I used a jackshaft so I could run the same sprockets on the test rig as on my car while keeping the hydraulic pump speed within its normal operating range. The pump outputs to a hose with a ball valve and a pressure gauge. The jackshaft has a speedometer calibrated to the size of the drive wheel of my car. The motor is run at a speed that gives the desired wheel speed and then the ball valve is closed to the point that the amperage draw reproduces the same load that I have seen in race conditions. The pressure, speed, voltage, and amperage draw are noted and then become the baseline for comparison of any subsequent changes. If I can find a change that allows for the same speed and pressure to be achieved at a lesser wattage then I have improved my efficiency.

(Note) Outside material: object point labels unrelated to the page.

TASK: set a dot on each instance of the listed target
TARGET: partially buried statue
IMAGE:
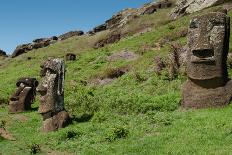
(52, 95)
(24, 95)
(208, 84)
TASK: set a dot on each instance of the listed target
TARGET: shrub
(117, 133)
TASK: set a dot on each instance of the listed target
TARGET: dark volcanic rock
(208, 84)
(3, 53)
(24, 95)
(37, 43)
(112, 38)
(70, 34)
(184, 7)
(99, 28)
(51, 89)
(21, 49)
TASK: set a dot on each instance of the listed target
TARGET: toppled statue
(24, 96)
(208, 84)
(52, 95)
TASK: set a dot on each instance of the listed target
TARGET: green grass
(138, 113)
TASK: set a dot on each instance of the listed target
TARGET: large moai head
(208, 42)
(24, 95)
(51, 89)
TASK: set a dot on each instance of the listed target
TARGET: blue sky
(21, 21)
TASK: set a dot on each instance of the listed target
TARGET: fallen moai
(24, 95)
(51, 89)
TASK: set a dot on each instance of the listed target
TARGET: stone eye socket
(193, 25)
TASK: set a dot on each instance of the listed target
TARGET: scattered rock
(123, 55)
(184, 7)
(99, 28)
(123, 17)
(70, 34)
(110, 39)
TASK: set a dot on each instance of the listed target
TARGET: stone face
(24, 95)
(184, 7)
(52, 95)
(208, 84)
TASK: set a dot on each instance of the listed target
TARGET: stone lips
(208, 47)
(208, 84)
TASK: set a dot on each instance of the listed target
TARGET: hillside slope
(134, 113)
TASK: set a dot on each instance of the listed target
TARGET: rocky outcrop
(43, 42)
(70, 34)
(110, 39)
(123, 17)
(36, 44)
(184, 7)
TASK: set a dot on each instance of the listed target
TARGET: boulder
(21, 49)
(110, 39)
(184, 7)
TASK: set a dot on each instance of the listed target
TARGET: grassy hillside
(137, 113)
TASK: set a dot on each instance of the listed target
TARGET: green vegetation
(138, 113)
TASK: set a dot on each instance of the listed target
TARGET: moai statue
(24, 96)
(208, 84)
(52, 95)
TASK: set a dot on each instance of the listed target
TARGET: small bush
(117, 133)
(35, 148)
(3, 124)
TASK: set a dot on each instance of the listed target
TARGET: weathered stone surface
(70, 34)
(110, 39)
(99, 28)
(125, 16)
(24, 96)
(3, 53)
(70, 57)
(184, 7)
(52, 95)
(37, 43)
(208, 84)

Should make for some fun testing.


----------



## Archer321 (Jul 28, 2016)

Another view


----------



## kennybobby (Aug 10, 2012)

Very clever innovation--what range of pressure can the pump generate, and does the ball valve restrict the output of the pump? Can the pump stall the motor completely if the valve dead-heads the pump?


----------



## Archer321 (Jul 28, 2016)

I'm not sure how much pressure the pump will make. It's just an old one I had laying around. I don't know much about it. The ball valve is used to restrict the output flow and load the motor down in the process. So far I have seen pressures up to 600 psi. I'm not sure what would happen if I closed the valve completely. I would like to think it would blow the main fuse before it popped the hydraulics or stalled the motor.


----------



## Duncan (Dec 8, 2008)

Hi Archer

You need one tiny change and you will have created a nice dynamometer for yourself

You need to measure torque

That is not that difficult - you can use one of those "wavy wand" torque wrenches

You need to bolt your pump to a separate plate with a pivot point and a limit stop

Simply operate as you are planning and then use the torque wrench to move the plate with the pump on it off its limit stop and you will have the torque that you are absorbing


----------



## dcb (Dec 5, 2009)

Oh, dynamo-meter assumed with the laptop right there. I imagine torque is essentially a function of pressure too, and rpm signal, nice rig there! Hope to see it in action.


----------



## Archer321 (Jul 28, 2016)

Yeah, it's almost a dyno but not quite.
I thought about measuring torque but decided I didn't really care at this point.
Since all I am doing is tuning for efficiency and I already have a stock baseline then the specific torque figure seems kinda moot.
At least for now.
Perhaps I'll rework it in the future.


----------